Several speakers mentioned HATEOAS and how it might help the API industry evolve into a more consumer-oriented space. Jakob Mattsson, from FishBrain, believes that “a consumer should interact with the application through the hyperlinks provided in the responses” and that “it shouldn’t require prior knowledge to navigate the API response structure.” While we’re still far from this reality, Mattsson suggests three rules that you should follow if you want to transition quickly:

  1. No fixation: You should not use fixed resource names or hierarchies.
  2. No types: You should use standardized media types and relation names, not the ones you create.
  3. No prior knowledge: You should use a single entry point, where the state is driven by client selection on server-provided options.

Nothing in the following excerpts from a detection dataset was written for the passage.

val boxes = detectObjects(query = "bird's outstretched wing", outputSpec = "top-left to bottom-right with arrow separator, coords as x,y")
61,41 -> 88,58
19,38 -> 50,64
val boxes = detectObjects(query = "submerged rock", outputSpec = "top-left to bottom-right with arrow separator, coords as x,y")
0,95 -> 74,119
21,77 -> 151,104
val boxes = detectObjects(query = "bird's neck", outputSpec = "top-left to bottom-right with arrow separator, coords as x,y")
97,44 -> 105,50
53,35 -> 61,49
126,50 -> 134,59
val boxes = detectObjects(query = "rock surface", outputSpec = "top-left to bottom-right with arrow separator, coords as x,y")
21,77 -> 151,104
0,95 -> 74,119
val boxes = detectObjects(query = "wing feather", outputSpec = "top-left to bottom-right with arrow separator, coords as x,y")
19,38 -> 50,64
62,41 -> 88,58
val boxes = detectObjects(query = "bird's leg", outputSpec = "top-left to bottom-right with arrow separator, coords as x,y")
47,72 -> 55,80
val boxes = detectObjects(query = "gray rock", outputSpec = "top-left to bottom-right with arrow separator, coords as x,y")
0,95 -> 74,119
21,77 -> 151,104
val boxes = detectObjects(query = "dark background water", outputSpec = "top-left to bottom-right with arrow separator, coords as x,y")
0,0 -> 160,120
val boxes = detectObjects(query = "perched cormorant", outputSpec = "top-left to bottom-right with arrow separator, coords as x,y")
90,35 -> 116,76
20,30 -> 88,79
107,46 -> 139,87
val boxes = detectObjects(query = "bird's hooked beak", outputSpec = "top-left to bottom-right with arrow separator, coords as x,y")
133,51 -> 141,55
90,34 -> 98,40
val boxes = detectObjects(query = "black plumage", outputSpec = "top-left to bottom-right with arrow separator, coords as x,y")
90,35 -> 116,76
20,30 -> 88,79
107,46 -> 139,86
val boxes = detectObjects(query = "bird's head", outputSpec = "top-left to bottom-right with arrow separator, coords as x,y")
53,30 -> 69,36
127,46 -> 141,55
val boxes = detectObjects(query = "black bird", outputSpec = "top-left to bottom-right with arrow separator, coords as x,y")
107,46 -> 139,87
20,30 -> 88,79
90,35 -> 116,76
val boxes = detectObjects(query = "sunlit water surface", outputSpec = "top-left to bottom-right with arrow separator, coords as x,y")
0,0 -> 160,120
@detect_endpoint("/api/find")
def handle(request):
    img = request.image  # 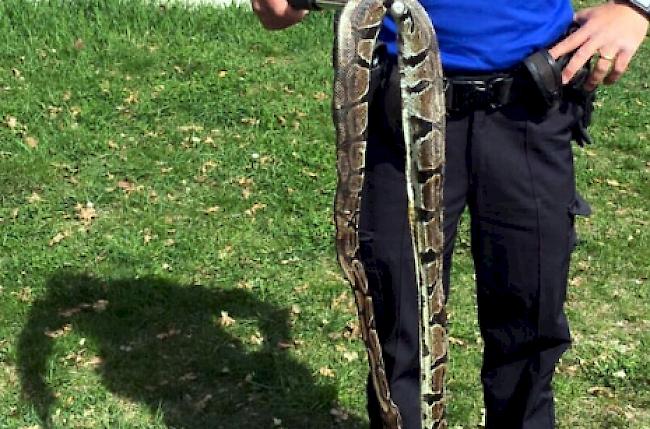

The use of standardized media types is probably the most important of these rules. According to Irakli Nadareishvili from CA Technologies, “the key is the media type.” Nadareishvili believes that standard media types are what clients will use to understand what the API is about, and what is the expected response format. Clients will obtain that information from media types and adjust accordingly. Familiarity is very important, and that can only be obtained with a set of standardized media types that both providers and consumers understand.

While the future looks bright, we are still a long way from our goal. Pau Ramon from Redbooth believes that HATEOS will not be broadly used anytime soon. Ramon’s advice for now is to “bet on flat APIs” that provide responses with the requested data and nothing more. Harmon is not so radical — and his advice is to “be smart about the size of resources because there’s no perfect answer to this.”

Conclusion #

Designing APIs for Humans shouldn’t be overly complicated, but it should be done following some proven process. The Nordic APIs Platform Summit provided evidence of a consensus confirming that API practitioners should follow the same procedures UX experts have been using for decades. In the end, APIs are going to be consumed by real people. Therefore, it follows that UX principles should be applied.

On the technical side, things are still unclear as to which standards and paradigms should be followed and when. On one side are the HATEOAS and Hypermedia followers who want to push the standardization of APIs that can be fully consumed without any human intervention. On the other side are the majority of API practitioners, who believe that the current standards will live for a long time — and are sure there is no easy way to implement a ‘one-size-fits-all’ API.

Wherever you stand on this controversy, one thing is clear: APIs affect your business’ bottom line and the way your product is perceived by real customers. This makes it imperative that you pay attention to API design, and follow the UX principles outlined above.